This Bugzilla instance is a read-only archive of historic NetBeans bug reports. To report a bug in NetBeans please follow the project's instructions for reporting issues.
The LexerInput for the embedded lexer should contain characters from all the joined embedded sections. This is continuation of requests from issue 87014. The advantage will be that the embedded lexer will not need to be sensitive to "soft-EOFs" at the embedded sections boundaries and its internal state machine can be much simpler. The lexer infrastructure will perform the token splitting (so that the token hierarchy remains a tree of tokens). Also this request is must-have if there are tokens with larger lookaheads. It's not yet clear whether some of the lexers would benefit from being aware of the soft-EOFs. By default we will not add any API for that as it should be no problem to add it later.
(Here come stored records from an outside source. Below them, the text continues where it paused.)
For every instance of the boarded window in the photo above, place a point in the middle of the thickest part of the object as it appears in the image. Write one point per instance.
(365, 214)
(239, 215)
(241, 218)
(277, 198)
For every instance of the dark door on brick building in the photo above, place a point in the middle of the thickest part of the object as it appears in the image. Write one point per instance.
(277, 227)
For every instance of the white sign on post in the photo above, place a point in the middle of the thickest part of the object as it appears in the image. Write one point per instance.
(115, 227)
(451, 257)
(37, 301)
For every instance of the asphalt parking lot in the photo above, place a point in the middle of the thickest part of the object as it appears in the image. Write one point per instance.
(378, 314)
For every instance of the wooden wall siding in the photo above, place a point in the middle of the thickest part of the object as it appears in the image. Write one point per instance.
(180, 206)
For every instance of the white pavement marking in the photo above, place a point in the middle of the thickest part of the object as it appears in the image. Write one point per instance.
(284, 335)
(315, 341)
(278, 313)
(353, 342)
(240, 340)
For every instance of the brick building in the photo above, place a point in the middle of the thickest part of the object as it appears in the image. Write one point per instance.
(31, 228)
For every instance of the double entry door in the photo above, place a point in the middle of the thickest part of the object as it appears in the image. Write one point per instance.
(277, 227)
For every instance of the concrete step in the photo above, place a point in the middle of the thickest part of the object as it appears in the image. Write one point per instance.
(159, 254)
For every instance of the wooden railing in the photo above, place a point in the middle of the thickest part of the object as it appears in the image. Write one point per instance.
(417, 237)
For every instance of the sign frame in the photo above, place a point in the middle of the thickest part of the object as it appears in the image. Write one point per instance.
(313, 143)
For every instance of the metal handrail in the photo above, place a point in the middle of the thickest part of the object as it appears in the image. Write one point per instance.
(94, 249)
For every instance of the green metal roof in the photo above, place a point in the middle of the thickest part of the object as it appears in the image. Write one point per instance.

This should certainly be done for NB7.0 since there are features that depend on this.
*** Issue 118892 has been marked as a duplicate of this issue. ***
I'm already working on this expecting to be finished within 6.1 M1. I'm working on implementation that will allow not only to join all the embedded sections together (e.g. all html sections in jsp) together but also create multiple subsections. There is currently no API for this but we already agreed with Marek that it will be needed anyway so the impl will be ahead.
There is still some remaining work to finish so I've changed the TM to 6.1M2. I hope to have a first version ready in about a week.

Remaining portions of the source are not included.